Experimental and theoretical studies of laser propulsion phenomenology

The work performed in this 2-year effort involved two tasks: one dealing with issues related to laser energy absorption in a pulsed thruster and the other dealing with issues related to laser energy absorption in a CW thruster. For the pulsed studies, the first year's effort involved theoretical and experimental investigations of the threshold requirements for achieving laser-induced gas breakdown at short wavelengths (< 1 micrometer). With these breakdown studies completed, the next step, initiated in the second year, was to determine the degree of pulsed laser energy absorption that can be achieved in the laser-initiated plasma.

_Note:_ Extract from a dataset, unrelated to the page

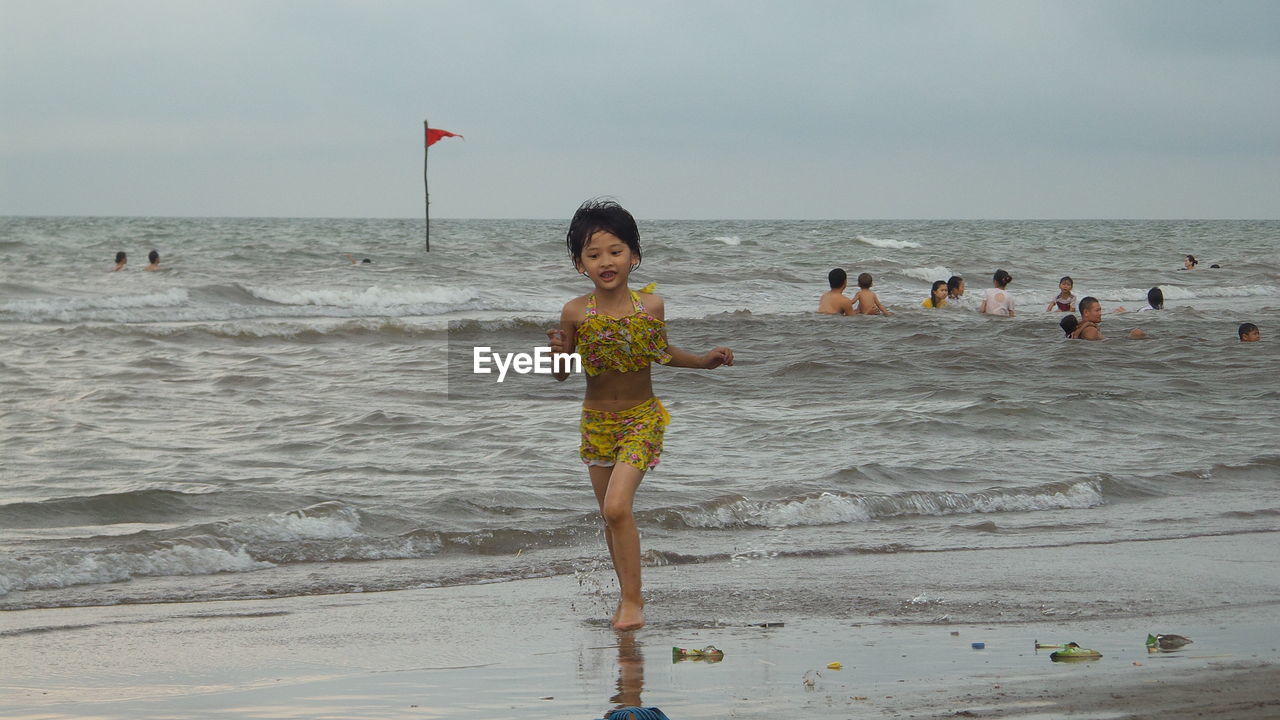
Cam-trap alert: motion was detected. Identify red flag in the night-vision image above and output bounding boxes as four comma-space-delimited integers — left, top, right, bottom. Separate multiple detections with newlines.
426, 128, 466, 147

Toward this end pulsed laser energy deposition studies were performed using a pulsed Nd:glass laser as the energy source (wavelength = 1.05 micrometers, pulse duration = 20 ns) and high pressure hydrogen and argon gases as the absorption media. The percentage of laser energy absorbed in the laser-produced plasma was determined from measurements of the fraction of laser energy transmitted through the breakdown region, as well as from optical interferometric measurements to determine the strength of the laser-produced blast wave. The initially deposited energy was inferred from the measured blast wave trajectories by comparing them with predicted trajectories calculated by a detailed hydrodynamic model. Results are presented for the energy deposition efficiency achieved in argon and hydrogen as a function of initial gas pressure (0.3 atm < P < 10 atm).